AGI - Il ritorno degli ABBA con “Voyage” rappresenta un progetto ben definito, la riaccensione per qualche mese di una cometa che ha illuminato il pop mondiale, il canto del cigno per una band che ha clamorosamente conquistato il mondo e lasciato una traccia indelebile nella memoria di tanti appassionati.
Non è un caso se l’evento in programma a Londra il prossimo 27 maggio al Queen Elizabeth Olympic Park di Londra, costruito e ribattezzato per l'occasione ABBA Arena; un live del tutto particolare in cui una band di dieci elementi reale accompagnerà l'esibizione "digitale" di Agnetha, Bjorn, Benny e Anni-Frid, sia andato sold out in pochissimo tempo, con biglietti che al momento su Viagogo, il tanto discusso sito di bagarinaggio, toccano le 1.000 sterline, quasi 1.200 euro.

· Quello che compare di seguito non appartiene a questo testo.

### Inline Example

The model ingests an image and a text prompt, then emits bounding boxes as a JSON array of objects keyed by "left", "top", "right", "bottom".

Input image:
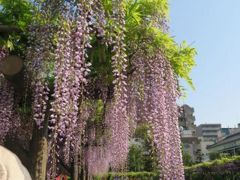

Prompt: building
[
  {"left": 218, "top": 124, "right": 240, "bottom": 141},
  {"left": 207, "top": 132, "right": 240, "bottom": 155},
  {"left": 179, "top": 105, "right": 199, "bottom": 162},
  {"left": 179, "top": 104, "right": 196, "bottom": 130},
  {"left": 197, "top": 124, "right": 221, "bottom": 161}
]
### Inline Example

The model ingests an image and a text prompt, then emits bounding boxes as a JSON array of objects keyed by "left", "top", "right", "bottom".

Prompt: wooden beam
[
  {"left": 0, "top": 56, "right": 23, "bottom": 76},
  {"left": 0, "top": 24, "right": 21, "bottom": 33}
]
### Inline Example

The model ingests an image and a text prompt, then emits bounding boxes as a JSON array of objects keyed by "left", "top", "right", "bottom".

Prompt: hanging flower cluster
[
  {"left": 0, "top": 48, "right": 14, "bottom": 144},
  {"left": 130, "top": 52, "right": 184, "bottom": 179},
  {"left": 107, "top": 0, "right": 129, "bottom": 170},
  {"left": 0, "top": 0, "right": 189, "bottom": 180},
  {"left": 50, "top": 0, "right": 92, "bottom": 173}
]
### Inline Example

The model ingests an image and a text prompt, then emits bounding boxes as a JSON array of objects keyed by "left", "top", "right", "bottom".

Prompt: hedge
[
  {"left": 185, "top": 156, "right": 240, "bottom": 180},
  {"left": 94, "top": 172, "right": 159, "bottom": 180}
]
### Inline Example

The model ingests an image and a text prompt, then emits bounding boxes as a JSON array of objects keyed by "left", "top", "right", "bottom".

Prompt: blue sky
[{"left": 170, "top": 0, "right": 240, "bottom": 127}]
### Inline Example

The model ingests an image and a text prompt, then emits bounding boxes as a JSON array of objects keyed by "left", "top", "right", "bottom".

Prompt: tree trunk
[{"left": 32, "top": 102, "right": 50, "bottom": 180}]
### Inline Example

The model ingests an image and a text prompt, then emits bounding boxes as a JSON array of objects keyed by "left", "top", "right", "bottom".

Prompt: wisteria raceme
[
  {"left": 0, "top": 48, "right": 14, "bottom": 144},
  {"left": 130, "top": 52, "right": 184, "bottom": 179},
  {"left": 48, "top": 1, "right": 92, "bottom": 173},
  {"left": 107, "top": 0, "right": 130, "bottom": 170}
]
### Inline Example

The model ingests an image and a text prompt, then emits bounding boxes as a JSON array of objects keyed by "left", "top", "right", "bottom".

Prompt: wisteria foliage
[{"left": 0, "top": 0, "right": 194, "bottom": 180}]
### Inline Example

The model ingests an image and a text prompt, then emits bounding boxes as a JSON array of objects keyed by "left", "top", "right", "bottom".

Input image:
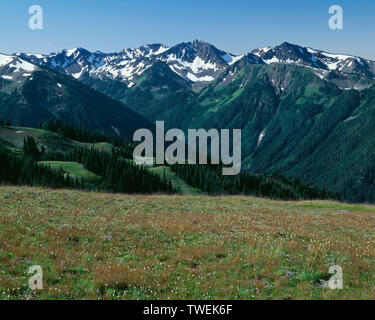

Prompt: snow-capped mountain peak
[{"left": 0, "top": 54, "right": 38, "bottom": 81}]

E non è nemmeno un caso se, al contrario, su Spotify, ormai la piattaforma sulla quale si misura il successo di qualsiasi progetto musicale in ogni angolo del pianeta, gli ascolti dei brani del disco siano stati pochini. “Sapevamo che se ci fosse stato uno show avremmo dovuto avere anche un paio di canzoni nuove da inserire in scaletta” ha detto Benny Andersson, insieme a Björn Ulvaeus vera anima degli ABBA, e su con quest’ottica va analizzato “Voyage”: un progetto ideato per spingere l’evento, esattamente al contrario del normale ingranaggio discografico, il disco che serve per sponsorizzare l’acquisto dei biglietti del concerto.
Così, se i singoli che hanno anticipato l’uscita di “Voyage”, “I Stille Have Faith You”, “Just A Notion” e “Don’t Shut Me Down”, sospinti dall’hype, come si dice in gergo, per il ritorno sulle scene di una band dal nome così universalmente riconosciuto, su Spotify hanno raccolto svariati milioni di stream, tutti gli altri brani del disco, 24 ore dopo l’uscita, vacillano vistosamente.
È certamente un progetto ambizioso quello di rispolverare un sound come quello degli ABBA, forse troppo in là con l’età per sfornare la classica hit internazionale, certamente se a qualcuno fosse passato per la mente di ritrovare quella stessa verve con la quale i quattro svedesi negli anni ’70 hanno sbancato le classifiche mondiali.
Così quello che resta è il sentore, la nostalgia, la stessa che si respira ascoltando “Don’t Shut Me Down” o “Just A Nation”, che sono sicuramente gli unici due brani del disco che provano a piazzarsi su quella scia. Gli altri otto pezzi invece puntano sul classico pop internazionale, anche vagamente agèe, giusto per provarci con quella fetta di pubblico ancora nemmeno nata durante i loro anni d’oro, senza negarsi quasi mai quella marcetta dancefloor tipica della loro produzione, provandoci pure con il canto di Natale (“Little Things”), ma restando su un terreno sempre un po' incolore, come se più che altro fossero stati pubblicati per “riempire” delle caselle.
La verità è che la spinta al nuovo successo degli svedesi è data da questo concerto che farà grande uso degli ologrammi, un live innovativo, che si spera non rappresenti il futuro come in tanti negli ultimi anni hanno ipotizzato, dalla curiosità di partecipare a quella che più che altro sembra una festa alla quale gli ABBA, anche se ci tengono a specificare saranno moralmente presenti sul palco, in realtà sono solo gli ospiti d’onore.